I begin to stand, crouching, and lift Her from the sofa. She leans back in my arms, wanton and vulnerable.
I carry Her to the bed room and fling Her unceremoniously onto the bed. She lies limp, apparently submissive, across the quilt.
She opens Her eyes and regards me with the frank open stare of a child.
‘Are you going to undress me?’ She asks
For a moment I am uncertain if I heard Her correctly. Did She say ‘Are you going to undress me?’ or ‘Aren’t you going to undress me?’
‘Would you like me to undress you?’
‘Well not if you don’t want to.’
The waspish tone has begun to edge its way back into her voice.

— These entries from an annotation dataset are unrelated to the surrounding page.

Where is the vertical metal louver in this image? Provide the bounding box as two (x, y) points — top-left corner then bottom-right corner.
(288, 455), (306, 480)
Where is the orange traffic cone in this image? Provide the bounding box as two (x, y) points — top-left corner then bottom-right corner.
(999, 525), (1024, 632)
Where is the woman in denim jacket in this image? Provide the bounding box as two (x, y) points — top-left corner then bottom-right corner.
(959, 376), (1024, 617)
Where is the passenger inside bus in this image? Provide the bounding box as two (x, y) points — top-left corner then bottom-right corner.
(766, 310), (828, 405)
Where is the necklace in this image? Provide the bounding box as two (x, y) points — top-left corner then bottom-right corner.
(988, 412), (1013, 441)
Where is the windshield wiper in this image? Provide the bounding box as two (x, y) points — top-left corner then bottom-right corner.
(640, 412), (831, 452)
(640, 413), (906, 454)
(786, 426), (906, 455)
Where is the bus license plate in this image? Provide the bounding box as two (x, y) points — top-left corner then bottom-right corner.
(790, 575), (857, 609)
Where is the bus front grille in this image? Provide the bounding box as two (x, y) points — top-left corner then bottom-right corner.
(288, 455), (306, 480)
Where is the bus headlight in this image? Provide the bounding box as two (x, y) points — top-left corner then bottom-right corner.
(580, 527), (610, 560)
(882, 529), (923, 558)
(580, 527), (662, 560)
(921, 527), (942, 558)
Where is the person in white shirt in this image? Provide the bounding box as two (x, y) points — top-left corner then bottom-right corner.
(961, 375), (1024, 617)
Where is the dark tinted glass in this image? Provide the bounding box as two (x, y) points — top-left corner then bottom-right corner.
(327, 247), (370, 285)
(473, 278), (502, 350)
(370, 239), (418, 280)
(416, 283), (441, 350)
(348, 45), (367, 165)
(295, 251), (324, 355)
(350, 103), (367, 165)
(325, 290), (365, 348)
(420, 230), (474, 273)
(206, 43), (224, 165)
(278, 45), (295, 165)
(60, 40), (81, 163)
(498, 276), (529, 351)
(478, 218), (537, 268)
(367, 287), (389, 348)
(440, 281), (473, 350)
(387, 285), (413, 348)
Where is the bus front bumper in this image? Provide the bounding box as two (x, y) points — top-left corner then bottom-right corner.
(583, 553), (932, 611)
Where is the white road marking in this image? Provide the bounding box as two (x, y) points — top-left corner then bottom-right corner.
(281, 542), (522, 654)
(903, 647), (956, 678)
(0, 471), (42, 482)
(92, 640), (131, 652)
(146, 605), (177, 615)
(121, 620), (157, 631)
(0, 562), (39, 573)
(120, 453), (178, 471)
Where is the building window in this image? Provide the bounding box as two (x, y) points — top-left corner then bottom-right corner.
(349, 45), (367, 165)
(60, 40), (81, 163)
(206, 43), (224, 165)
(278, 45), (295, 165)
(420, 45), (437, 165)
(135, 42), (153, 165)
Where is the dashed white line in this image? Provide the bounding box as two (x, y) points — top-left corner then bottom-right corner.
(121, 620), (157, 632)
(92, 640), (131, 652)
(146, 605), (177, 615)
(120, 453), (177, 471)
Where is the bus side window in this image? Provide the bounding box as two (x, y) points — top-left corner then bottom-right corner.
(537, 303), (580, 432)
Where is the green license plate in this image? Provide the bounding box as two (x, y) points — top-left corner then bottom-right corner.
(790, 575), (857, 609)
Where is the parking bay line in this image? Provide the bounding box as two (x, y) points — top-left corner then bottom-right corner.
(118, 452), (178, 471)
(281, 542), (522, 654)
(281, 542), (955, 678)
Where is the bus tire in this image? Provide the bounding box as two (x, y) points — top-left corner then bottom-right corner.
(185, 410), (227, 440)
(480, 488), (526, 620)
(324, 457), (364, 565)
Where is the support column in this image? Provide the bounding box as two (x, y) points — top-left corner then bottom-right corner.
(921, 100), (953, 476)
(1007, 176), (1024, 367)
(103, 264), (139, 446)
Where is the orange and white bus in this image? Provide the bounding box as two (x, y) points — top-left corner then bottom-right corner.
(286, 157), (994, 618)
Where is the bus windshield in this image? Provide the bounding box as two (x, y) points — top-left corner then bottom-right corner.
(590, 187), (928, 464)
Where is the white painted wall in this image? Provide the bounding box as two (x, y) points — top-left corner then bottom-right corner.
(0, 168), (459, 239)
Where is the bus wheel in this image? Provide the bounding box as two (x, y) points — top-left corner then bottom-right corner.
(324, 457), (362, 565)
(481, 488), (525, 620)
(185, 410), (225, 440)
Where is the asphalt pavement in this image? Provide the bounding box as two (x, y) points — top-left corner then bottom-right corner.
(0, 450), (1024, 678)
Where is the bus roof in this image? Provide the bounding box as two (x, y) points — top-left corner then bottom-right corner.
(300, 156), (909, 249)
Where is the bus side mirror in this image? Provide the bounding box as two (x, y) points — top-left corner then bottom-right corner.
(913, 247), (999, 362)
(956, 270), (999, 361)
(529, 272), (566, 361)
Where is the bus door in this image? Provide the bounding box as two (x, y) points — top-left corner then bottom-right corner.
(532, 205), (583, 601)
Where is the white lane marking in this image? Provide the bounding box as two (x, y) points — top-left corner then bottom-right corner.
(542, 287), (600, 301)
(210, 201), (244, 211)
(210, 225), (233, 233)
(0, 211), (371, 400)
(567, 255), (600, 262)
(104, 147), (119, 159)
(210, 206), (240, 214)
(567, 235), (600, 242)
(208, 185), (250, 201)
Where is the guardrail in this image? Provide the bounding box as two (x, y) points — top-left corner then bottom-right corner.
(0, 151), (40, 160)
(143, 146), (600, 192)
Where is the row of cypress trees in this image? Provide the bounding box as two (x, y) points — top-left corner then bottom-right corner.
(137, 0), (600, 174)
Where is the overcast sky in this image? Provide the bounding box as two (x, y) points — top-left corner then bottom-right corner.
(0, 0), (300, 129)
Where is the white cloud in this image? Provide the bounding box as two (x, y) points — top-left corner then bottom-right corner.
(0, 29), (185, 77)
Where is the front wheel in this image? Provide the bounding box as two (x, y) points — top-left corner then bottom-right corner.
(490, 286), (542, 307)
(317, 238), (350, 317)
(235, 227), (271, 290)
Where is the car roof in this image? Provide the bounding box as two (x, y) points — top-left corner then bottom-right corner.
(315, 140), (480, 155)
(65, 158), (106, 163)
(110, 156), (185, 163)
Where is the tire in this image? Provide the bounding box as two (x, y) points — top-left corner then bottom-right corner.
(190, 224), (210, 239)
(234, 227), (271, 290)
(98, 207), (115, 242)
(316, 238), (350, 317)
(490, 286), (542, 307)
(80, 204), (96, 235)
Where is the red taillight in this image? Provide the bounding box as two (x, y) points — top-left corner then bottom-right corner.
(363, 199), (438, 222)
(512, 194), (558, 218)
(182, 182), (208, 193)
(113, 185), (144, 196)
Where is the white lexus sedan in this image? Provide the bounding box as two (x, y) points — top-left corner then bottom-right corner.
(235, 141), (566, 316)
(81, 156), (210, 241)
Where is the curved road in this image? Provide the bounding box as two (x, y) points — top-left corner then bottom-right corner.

I lie down next to Her and kiss Her, very gently, on Her broad generous, lips. She smiles, stretches, wraps Herself around me, and begins to kiss my neck, slowly. I caress Her back and begin to undo the tiny hooks and eyes that run the length of Her dress from the nape of Her neck to the small of Her back.
There are many hooks and eyes, and occasionally I fumble. I am attuned absolutely to Her mood, acutely aware of any impatient shifting or irritation. It’s ok, so far so good.
When the dress is completely undone I run my hand down Her back from her shoulder to the top of her panties. I allow my hand to continue on over her full round buttocks to the tops of her thighs. She is wearing old fashioned stockings. With one index finger I caress the elasticated tops noting the thin line they have made in the otherwise perfectly smooth skin.
I turn to kiss Her again, but She has fallen asleep. Her breath is peaceful and shallow, like a little girl.
I embrace Her very carefully and kiss Her again. She stirs in Her sleep.
‘I love you’ she murmurs, ‘only you, always.’
My heart aches and there is a sudden lump in my throat. With extreme care I disentangle myself and return to the balcony and my letter.
She loves me, I write, She is my Goddess.